Пенек (уменьшительное от Пинхос) носит имя своего почтенного, добропорядочного деда. Однако сам он уродец, безобразно гримасничающий озорник с вечно беспокойными руками и оттопыренными губами, слегка напоминающими свиной пятачок. Так неоднократно утверждала его собственная богобоязненная мамаша (она уже несколько месяцев в отъезде). Она всех уверяет:
— Ненавижу его, как мачеха, и даже еще сильнее. Вы только взгляните на него: это же не рот, это почти рыло… Когда я носила его, я засмотрелась на приказчика Лейзера. Вот горе! У него Лейзеровы губы…
У Пенека разные прозвища: «выродок», «недотепа», «Эле-Мордхе» (имя местного юродивого).

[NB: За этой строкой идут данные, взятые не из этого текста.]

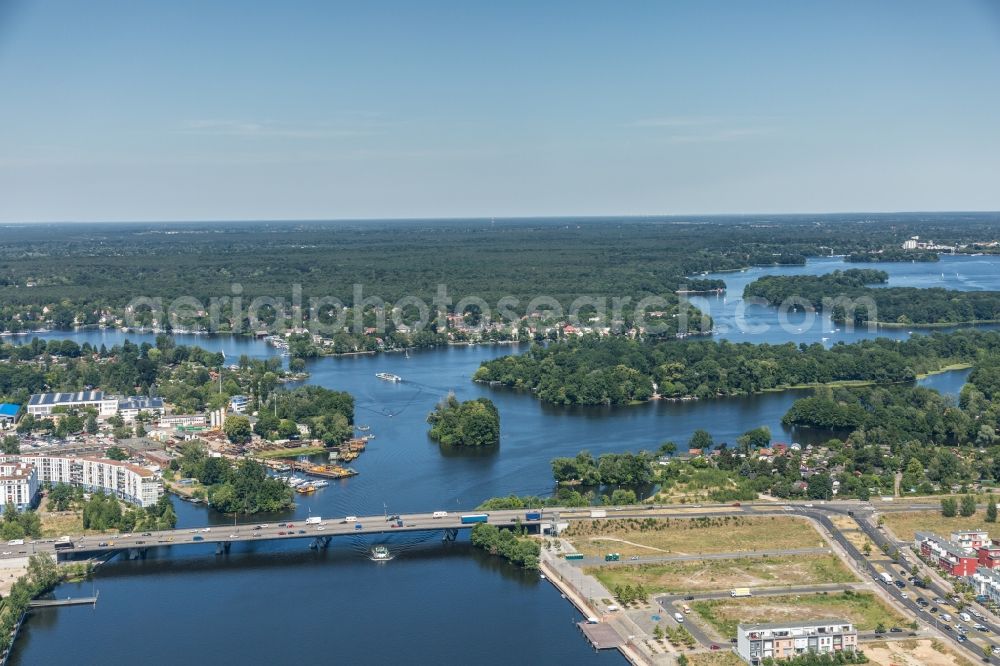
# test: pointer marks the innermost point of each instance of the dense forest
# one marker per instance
(189, 378)
(65, 275)
(892, 254)
(470, 423)
(233, 487)
(904, 306)
(594, 371)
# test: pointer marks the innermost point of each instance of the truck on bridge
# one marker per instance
(472, 518)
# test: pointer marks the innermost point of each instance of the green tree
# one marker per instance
(470, 423)
(700, 439)
(667, 448)
(266, 425)
(11, 445)
(757, 438)
(968, 506)
(237, 429)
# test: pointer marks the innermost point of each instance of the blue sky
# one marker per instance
(200, 110)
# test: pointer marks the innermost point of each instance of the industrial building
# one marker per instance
(42, 404)
(129, 408)
(8, 414)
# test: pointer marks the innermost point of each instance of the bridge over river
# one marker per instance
(319, 535)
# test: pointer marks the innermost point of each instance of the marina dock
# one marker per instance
(71, 601)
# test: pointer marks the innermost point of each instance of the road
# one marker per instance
(879, 539)
(298, 529)
(671, 603)
(651, 559)
(369, 525)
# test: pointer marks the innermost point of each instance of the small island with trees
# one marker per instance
(469, 423)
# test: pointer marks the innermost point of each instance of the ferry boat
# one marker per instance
(380, 554)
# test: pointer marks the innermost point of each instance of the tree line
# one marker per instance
(886, 305)
(613, 371)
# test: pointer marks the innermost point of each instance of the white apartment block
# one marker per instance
(131, 483)
(987, 582)
(42, 404)
(18, 485)
(782, 640)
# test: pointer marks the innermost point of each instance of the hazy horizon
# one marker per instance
(227, 111)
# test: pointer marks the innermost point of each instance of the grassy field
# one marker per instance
(850, 530)
(914, 653)
(864, 609)
(707, 575)
(63, 522)
(691, 536)
(905, 524)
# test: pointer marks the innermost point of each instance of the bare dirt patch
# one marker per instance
(692, 536)
(707, 575)
(913, 653)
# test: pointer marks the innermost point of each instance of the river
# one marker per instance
(274, 603)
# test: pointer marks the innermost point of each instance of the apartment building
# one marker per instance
(131, 483)
(42, 404)
(18, 485)
(948, 555)
(782, 640)
(971, 538)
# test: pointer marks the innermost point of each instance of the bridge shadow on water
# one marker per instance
(347, 552)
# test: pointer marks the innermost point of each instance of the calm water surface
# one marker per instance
(279, 603)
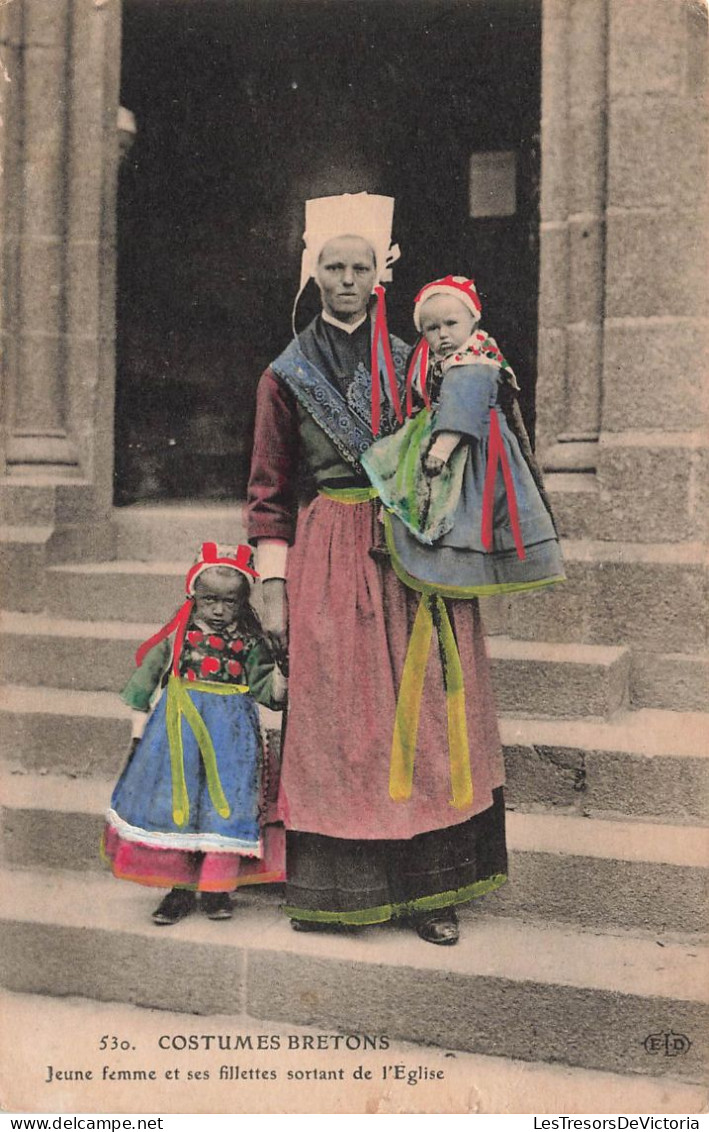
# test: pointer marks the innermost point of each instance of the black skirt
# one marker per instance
(335, 881)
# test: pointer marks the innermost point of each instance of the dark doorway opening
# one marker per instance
(245, 109)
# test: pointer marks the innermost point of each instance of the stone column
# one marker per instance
(90, 247)
(652, 469)
(59, 248)
(37, 436)
(573, 142)
(10, 193)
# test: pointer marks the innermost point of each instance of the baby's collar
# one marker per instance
(480, 350)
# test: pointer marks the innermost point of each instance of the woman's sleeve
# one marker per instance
(271, 497)
(138, 692)
(265, 679)
(466, 397)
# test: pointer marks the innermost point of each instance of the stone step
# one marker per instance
(146, 531)
(565, 868)
(643, 763)
(124, 591)
(647, 762)
(534, 678)
(647, 595)
(510, 988)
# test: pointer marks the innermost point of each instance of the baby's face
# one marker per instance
(446, 324)
(219, 594)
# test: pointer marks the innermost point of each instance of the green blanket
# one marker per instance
(425, 504)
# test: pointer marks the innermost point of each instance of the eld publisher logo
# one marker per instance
(669, 1044)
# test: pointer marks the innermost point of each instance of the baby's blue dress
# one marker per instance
(434, 525)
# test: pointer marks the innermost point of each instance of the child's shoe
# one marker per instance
(176, 906)
(216, 905)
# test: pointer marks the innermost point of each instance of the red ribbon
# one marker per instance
(419, 361)
(496, 453)
(179, 623)
(379, 335)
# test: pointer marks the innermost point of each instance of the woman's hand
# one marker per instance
(274, 618)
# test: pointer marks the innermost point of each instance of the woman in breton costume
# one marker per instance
(392, 775)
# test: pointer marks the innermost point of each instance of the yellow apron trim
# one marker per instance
(180, 704)
(459, 753)
(409, 705)
(432, 611)
(349, 495)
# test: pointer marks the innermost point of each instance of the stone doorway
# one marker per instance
(246, 110)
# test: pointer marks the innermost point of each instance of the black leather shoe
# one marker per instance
(438, 927)
(216, 905)
(176, 906)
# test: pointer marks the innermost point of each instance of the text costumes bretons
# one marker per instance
(391, 785)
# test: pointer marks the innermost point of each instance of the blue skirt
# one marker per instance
(143, 806)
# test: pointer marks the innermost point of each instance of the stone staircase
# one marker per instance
(597, 942)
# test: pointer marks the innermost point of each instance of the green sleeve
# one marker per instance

Глядя на простертые, вопрошающие руки отца, Пенек растерянно замирает. В прохладной затемненной комнате он только что с неистовыми криками скакал верхом на опрокинутых стульях и табуретках. В первое мгновение его охватывает жалость при виде отцовского лица, искаженного гримасой недоумения. Скорбным глазам отца чуждо даже мимолетное веселье, им не постичь, как радостно дурачиться, прыгать и переворачивать все вверх дном. Пенек готов был схватить отца за руки, пуститься с ним в пляс, закружиться волчком, чтобы заразить отца своей радостью. Но тут же оробел и притих — в столовой появился чужой; в белых чулках и легкой обуви, со скрещенными высоко на груди руками, в комнату бесшумно вошел Ешуа Фрейдес.
Ешуа — нестареющий человек, словно оплетенный седой паутиной неудач и несчастий. То и дело у него умирают дети, родные, умирают часто, в любом возрасте. Он торжественно суетится на их похоронах, снаряжает их в последний путь, сам опускает в могилу, проделывает все это достойно, без единой слезинки в глазах. Не однажды горел его дом. И все же он улыбается каждым уголком своего лица: усмехается седеющая борода, сдерживают улыбку дрогнувшие губы, сверкнула усмешка в полуприкрытых веками глазах, сморщился в улыбке протабаченный нос и, мнится, даже ермолка на голове ехидно потешается над кем-то.
Когда ему удается разжиться трешницей у Михоела Левина, он неизменно бубнит:
— А мне безразлично, чьими руками всевышний меня хлебом кормит: твоими или «гоя»[1] — не все ли равно? А чем ты лучше «гоя»?
Сейчас, пройдя столовую и подмигивая Михоелу, он насмешливо бурчит:
— Перестань! Что ты привязался к малышу? Ему семь лет, тебе шестьдесят пять. Хорошее дело: ты у него хочешь научиться веселью! Ввек не научишься, вот чудак!
И как ни в чем не бывало исчезает в дверях.
Глава «дома» будто и не слышал его слов. Он продолжает журить мальчика:
— Что с тобой будет, Пенек? Подумай, ведь родная мать тебя не любит!
Лицо матери перед Пенеком как бы в тумане. Он помнит, как она сидела в столовой на кушетке и убивалась: «Посмотрите только! Ведь у него не рот, а почти рыло… Зачем только я его родила?!»